I've been using the analysis of a wishbone (automotive suspension member) as a tester for this and about 50 iterations is saved by having an initial seed mesh but the time saved isn't as great if the model setup includes a bonded contact between the seed mesh and the rest of the design domain as the runtime of each iteration is longer and I also noticed that it is a lot less stable as one iteration will have a lot of elements above the failure index and another iteration will have none and so on and so forth. image Above image: Whole domain with initial seed. image' Image above: Iteration 91 of starting with an initial seed, 55 minutes.

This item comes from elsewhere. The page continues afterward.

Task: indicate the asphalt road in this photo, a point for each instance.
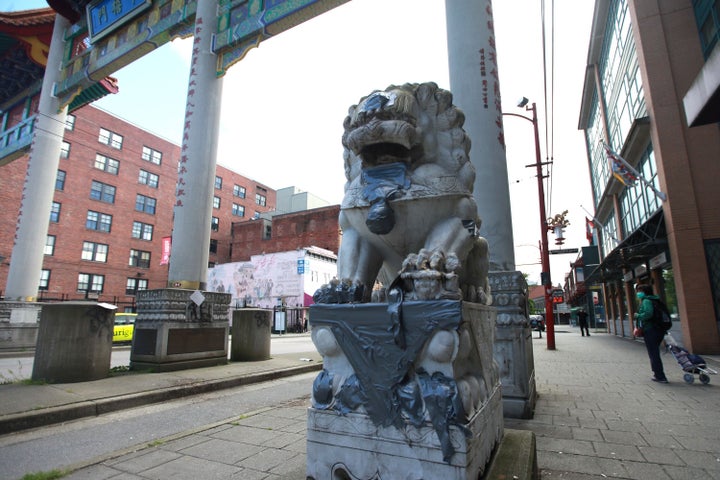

image Above image: the no of elements with failure index>=1

fandaL commented 1 year ago

I have implemented it to new branche. You can test it. If there will not be problems, I will merge it with the master branche. https://github.com/calculix/beso/compare/master...domain_initial_state The implementation is close to your suggestions. You can now use parameter domain_initial_state to define initial state of the domain.

By the way, I did not uploaded here any example of growing structure, but it is possible. If you are interested I can find some example, but it cannot stop on prescribed stress and I think it will give worse results on complex structures.